Journaliste indépendante, dessinatrice de bande dessinée et juriste de formation, Ana Pich s’intéresse à la dimension politique des décisions de justice. Elle documente les discriminations et les violences sociales qu’elles reproduisent. Son album Chroniques de l’injustice ordinaire (éditions Massot) est un regard sans concession sur la procédure de comparution immédiate.

Vous avez commencé à observer les comparutions immédiates (CI) en 2019. Qu’est-ce qui vous a amenée là ?

Ana Pich : J’ai commencé à étudier le droit après une confrontation un peu brutale à l’institution judiciaire, en tant que victime.
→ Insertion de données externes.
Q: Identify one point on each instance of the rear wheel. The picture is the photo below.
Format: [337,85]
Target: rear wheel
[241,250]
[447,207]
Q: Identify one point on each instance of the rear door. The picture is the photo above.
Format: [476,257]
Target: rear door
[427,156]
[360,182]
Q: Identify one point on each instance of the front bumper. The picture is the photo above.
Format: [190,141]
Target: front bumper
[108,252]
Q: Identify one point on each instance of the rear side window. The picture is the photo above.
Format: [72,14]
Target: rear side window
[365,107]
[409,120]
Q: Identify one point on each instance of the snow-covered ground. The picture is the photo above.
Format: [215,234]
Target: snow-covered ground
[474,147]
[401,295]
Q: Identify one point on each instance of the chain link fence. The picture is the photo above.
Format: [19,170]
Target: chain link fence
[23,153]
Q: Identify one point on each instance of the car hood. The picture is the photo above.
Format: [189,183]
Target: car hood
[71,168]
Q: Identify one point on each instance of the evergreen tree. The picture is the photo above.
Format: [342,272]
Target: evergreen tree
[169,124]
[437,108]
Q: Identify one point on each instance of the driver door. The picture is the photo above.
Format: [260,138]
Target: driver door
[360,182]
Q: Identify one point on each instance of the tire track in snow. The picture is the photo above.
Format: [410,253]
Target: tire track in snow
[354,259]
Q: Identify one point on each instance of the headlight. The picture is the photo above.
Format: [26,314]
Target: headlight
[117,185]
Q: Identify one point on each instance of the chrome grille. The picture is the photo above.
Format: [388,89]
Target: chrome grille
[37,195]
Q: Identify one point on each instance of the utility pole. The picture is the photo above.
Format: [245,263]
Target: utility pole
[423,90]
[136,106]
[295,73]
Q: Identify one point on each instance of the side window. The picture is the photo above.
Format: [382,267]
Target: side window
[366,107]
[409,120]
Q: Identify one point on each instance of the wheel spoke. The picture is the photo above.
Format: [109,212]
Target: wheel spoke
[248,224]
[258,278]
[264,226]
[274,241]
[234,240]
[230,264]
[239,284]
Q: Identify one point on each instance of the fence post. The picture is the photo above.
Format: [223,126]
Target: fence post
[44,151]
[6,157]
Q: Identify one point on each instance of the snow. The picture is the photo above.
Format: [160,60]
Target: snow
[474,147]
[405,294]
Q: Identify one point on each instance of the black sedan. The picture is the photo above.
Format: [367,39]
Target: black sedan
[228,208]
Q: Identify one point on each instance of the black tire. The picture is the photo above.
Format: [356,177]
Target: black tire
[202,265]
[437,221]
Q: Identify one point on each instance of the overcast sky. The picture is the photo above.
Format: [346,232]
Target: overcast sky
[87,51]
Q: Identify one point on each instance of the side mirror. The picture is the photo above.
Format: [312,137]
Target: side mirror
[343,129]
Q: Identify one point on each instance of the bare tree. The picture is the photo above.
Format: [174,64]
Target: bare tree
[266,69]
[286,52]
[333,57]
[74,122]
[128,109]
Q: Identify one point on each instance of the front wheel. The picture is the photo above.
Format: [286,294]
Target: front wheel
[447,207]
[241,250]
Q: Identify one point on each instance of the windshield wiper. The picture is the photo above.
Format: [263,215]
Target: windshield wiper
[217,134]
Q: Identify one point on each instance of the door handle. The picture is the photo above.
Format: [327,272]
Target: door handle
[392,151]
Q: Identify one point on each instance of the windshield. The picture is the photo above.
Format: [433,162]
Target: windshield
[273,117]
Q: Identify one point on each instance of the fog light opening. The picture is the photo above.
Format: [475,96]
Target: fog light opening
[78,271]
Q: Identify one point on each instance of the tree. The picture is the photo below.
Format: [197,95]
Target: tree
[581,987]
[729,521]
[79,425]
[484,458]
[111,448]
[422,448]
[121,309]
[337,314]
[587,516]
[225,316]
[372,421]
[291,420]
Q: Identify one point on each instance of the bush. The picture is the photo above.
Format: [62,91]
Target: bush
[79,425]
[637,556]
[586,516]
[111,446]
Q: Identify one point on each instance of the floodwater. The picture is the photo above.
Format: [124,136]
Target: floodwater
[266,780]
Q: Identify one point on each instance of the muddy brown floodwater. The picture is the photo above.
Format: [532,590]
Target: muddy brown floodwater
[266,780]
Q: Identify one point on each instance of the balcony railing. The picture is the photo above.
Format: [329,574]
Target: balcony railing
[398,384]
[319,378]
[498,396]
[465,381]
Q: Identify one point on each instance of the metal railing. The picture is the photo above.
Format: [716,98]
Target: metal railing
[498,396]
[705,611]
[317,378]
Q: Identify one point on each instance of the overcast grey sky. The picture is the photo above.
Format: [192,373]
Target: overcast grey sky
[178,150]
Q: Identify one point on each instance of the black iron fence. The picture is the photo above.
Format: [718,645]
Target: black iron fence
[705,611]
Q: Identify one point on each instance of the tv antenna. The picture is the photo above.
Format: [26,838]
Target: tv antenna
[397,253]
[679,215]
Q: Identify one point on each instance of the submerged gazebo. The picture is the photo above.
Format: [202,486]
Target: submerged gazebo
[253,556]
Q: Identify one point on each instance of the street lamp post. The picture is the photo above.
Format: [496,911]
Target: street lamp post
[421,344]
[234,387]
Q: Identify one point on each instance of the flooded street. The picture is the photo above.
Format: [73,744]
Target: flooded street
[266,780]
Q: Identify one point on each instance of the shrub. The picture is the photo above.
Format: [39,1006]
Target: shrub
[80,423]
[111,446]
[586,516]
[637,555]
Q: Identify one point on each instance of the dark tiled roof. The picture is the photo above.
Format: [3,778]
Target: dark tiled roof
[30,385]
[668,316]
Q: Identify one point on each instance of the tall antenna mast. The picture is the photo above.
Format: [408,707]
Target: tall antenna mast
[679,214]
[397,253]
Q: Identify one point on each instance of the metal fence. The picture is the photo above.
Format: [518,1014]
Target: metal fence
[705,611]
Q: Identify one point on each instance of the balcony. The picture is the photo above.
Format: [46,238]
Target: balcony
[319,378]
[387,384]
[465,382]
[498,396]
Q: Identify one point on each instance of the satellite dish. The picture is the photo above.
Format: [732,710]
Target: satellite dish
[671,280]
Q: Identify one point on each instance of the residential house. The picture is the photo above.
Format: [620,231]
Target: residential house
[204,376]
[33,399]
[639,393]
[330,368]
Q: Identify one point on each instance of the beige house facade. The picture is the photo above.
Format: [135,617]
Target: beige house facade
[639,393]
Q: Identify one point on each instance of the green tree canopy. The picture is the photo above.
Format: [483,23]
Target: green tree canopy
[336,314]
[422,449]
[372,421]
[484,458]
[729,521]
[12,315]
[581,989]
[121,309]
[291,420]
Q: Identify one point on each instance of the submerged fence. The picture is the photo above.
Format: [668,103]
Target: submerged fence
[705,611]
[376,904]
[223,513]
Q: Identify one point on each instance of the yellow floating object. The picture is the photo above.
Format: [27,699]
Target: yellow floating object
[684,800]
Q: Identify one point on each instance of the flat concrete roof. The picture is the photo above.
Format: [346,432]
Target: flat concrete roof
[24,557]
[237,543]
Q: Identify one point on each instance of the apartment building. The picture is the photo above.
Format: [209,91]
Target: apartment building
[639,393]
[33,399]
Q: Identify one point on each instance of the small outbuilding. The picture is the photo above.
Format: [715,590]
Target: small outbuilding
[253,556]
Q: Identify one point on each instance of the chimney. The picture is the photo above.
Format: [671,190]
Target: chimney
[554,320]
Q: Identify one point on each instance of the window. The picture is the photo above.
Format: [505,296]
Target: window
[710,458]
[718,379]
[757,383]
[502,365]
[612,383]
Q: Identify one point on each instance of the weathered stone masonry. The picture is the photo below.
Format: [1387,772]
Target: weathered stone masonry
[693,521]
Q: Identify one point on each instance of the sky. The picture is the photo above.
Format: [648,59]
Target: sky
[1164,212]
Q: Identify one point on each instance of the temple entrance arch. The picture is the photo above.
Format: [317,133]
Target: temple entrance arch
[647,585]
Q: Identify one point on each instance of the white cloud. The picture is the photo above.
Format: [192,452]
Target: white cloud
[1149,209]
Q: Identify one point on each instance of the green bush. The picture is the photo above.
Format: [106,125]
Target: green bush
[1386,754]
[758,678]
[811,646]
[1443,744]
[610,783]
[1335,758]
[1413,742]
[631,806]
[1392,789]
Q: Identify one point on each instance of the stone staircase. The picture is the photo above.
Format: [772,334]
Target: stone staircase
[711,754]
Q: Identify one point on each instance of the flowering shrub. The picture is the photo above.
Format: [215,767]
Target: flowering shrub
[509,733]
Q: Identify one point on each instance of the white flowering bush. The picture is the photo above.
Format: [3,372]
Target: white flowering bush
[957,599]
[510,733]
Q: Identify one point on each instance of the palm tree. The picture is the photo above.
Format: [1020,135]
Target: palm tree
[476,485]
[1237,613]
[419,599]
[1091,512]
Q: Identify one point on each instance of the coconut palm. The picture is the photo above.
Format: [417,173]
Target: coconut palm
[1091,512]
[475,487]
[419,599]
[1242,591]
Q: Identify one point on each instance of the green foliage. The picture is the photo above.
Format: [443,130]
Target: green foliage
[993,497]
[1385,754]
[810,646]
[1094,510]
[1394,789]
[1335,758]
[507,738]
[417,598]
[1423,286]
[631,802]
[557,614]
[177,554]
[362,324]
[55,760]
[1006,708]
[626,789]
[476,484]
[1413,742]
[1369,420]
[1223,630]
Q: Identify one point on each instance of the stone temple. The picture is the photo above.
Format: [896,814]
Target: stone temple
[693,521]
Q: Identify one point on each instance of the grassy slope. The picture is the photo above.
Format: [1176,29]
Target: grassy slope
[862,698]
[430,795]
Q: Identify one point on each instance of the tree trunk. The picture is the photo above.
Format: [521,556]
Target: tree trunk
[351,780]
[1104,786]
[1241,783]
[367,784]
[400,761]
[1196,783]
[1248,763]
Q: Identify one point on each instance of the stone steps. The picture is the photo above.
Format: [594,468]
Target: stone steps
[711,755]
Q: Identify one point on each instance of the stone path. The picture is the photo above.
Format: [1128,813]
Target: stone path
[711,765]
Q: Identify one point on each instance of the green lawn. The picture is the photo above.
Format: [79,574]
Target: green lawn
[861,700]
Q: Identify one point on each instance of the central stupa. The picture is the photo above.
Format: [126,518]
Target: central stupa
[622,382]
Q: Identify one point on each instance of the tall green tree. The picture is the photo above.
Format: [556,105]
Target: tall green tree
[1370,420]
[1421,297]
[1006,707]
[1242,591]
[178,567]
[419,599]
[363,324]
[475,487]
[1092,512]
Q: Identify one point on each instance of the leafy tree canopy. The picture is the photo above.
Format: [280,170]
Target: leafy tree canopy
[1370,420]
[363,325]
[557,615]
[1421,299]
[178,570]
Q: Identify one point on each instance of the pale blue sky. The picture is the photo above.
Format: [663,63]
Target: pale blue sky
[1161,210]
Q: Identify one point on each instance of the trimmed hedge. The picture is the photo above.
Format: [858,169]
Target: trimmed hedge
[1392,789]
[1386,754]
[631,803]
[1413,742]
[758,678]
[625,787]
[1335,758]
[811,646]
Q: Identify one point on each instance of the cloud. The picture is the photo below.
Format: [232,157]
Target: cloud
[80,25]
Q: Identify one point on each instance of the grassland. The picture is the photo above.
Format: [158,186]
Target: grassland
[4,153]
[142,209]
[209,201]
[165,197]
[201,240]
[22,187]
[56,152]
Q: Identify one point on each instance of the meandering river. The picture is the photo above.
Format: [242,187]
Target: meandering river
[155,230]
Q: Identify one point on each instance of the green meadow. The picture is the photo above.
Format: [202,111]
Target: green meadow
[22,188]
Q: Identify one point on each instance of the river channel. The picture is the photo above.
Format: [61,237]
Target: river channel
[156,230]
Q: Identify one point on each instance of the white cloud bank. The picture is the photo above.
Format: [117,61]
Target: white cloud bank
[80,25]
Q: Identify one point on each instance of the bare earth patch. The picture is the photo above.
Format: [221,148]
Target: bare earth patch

Le traitement policier et judiciaire a été très violent. J’ai commencé à réaliser à quel point l’institution judiciaire portait une dimension politique.

Je constatais, d’une part, l’impunité de certaines personnes, « insérées socialement » et, de l’autre, la répression aveugle envers les plus précaires, isolées et marginalisées. Pour être honnête, j’avais beaucoup de colère et d’incompréhension face à un tel système à deux vitesses, et cela m’a amenée à m’inscrire à la faculté de droit, avec ce besoin, presque viscéral, de comprendre les mécanismes par lesquels l’institution judiciaire reproduisait autant de violence sociale et d’inégalités.

Arrivée en master de criminologie, j’ai choisi d’étudier les biais et discriminations influençant ce traitement judiciaire dans le cadre de mon mémoire. C’est à ce moment-là que j’ai commencé à documenter les audiences quotidiennement. Mes grilles d’observation se sont peu à peu transformées d’elles-mêmes en bande dessinée. Ce que j’observais, jour après jour, n’a fait que m’indigner plus encore !

Vous avez observé des audiences de CI dans différents tribunaux ?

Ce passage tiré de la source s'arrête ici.